Lewis v. Monument City Properties LLC, No. 101210, a tenant contends that a Richmond circuit judge erred in setting aside a $95,000 jury verdict against a landlord because there was no expert testimony that a stairwell railing was unsafe.

Livingston v. County of Fairfax, No. 101006, a challenge by property owners to a ruling a Fairfax judge that damages from a one-time episode of flooding cannot by the basis of an inverse condemnation suit.

Zinone v. Lee’s Crossing Homeowners Association, No.101085, a contention by the member of a Loudoun County homeowners association that a Loudoun County judge erred in upholding building restrictions that she alleged were imposed improperly by the developer of her neighborhood.

The court also granted three criminal appeals:

Saunders v. Commonwealth, No. 100906, a contention by a juvenile defendant that he could not be sentenced by a jury even though he had been convicted and sentenced as an adult for an earlier felony in Lynchburg. He said Code § 16.1-271 does not specifically mention the possibility of jury sentencing when it says that juvenile convicted and tried as an adult shall be “considered and treated as an adult” for any subsequent felonies. Code § 16.1-272, which says judges shall sentence juveniles tried as adults, is the proper statute, he contends. Here’s the Court of Appeals opinion.

Smith v. Commonwealth, No. 101357, for hard-core criminal procedure junkies only. Should the penalty for failing to file a transcript on time be treated as a waiver of the issue addressed in the transcript or dismissal of the appeal?

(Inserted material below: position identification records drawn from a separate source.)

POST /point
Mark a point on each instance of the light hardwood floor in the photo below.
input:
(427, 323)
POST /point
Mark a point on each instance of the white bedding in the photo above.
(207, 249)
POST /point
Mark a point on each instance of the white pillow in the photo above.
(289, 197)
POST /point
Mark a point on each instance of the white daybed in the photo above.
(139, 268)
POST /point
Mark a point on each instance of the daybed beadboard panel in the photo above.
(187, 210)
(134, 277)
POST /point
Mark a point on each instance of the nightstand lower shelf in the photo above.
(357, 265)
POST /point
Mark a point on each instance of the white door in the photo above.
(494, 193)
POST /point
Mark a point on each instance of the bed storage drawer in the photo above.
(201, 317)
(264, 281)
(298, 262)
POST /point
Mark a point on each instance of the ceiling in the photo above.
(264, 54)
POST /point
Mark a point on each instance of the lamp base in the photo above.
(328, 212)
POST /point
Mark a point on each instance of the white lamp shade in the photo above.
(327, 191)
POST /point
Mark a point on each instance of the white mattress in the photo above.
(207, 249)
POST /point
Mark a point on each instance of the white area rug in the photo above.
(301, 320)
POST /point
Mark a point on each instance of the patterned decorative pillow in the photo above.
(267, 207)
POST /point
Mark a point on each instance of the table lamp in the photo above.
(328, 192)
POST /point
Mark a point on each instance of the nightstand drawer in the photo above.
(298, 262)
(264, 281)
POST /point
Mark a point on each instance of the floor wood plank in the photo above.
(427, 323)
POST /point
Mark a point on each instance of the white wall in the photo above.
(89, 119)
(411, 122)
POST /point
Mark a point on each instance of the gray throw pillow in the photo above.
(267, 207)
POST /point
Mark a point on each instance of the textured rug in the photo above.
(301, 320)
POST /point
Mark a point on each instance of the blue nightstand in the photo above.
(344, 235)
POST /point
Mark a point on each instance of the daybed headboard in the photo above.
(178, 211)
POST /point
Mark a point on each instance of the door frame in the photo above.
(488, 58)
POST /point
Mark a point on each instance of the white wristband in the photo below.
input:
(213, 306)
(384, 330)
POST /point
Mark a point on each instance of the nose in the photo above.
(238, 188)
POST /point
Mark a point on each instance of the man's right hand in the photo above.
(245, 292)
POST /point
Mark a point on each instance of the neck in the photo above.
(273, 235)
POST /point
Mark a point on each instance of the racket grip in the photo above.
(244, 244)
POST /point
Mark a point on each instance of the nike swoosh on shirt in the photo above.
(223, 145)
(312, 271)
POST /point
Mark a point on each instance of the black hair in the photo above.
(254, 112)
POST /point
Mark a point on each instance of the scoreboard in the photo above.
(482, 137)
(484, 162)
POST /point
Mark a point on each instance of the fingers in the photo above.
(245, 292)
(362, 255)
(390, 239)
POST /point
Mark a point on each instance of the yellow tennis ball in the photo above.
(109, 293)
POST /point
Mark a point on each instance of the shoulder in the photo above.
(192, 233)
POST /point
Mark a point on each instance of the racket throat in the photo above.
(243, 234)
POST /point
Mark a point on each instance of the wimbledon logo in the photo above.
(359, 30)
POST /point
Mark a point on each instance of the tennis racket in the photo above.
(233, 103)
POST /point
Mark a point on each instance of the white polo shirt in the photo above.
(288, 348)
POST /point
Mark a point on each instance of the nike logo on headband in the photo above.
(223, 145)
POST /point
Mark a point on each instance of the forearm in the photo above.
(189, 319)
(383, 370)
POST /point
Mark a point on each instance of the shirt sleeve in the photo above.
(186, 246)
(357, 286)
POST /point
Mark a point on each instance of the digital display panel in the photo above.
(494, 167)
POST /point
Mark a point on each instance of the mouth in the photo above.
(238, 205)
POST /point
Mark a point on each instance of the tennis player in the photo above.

Court of Appeals Judges Randolph A. Beales and William G. Petty wrote a total of 30 pages on the distinction. The Court of Appeals opinion is here.

Howard v. Commonwealth, No. 100912, a speedy trial case in which the defendant contends that continuances granted on the court’s motion and because of the failure of the prosecution to comply with a discovery order should not have tolled the statute. The Court of Appeals opinion is here.

And then there are the sexually violent predator cases, which technically are civil proceedings although the defendant is locked up on the basis of criminal conduct.

Commonwealth v. Amerson, No. 100840, the AG’s office contends that a Virginia Beach judge went off the reservation in talking to an out-of-state probation officer over the telephone off the record and out of the presence of the defendant before granting him a conditional release.

Wheeler v. Commonwealth, No. 100123, whether the trial judge in Chesterfield County erred in barring the defendant’s expert from testifying at a conditional release hearing after a jury concluded that the defendant was still an SVP. The defendant can’t be but so happy, however. The panel rejected his request for a writ on the exclusion of the expert in the jury trial because he had failed to participate in an early stage of the SVP process.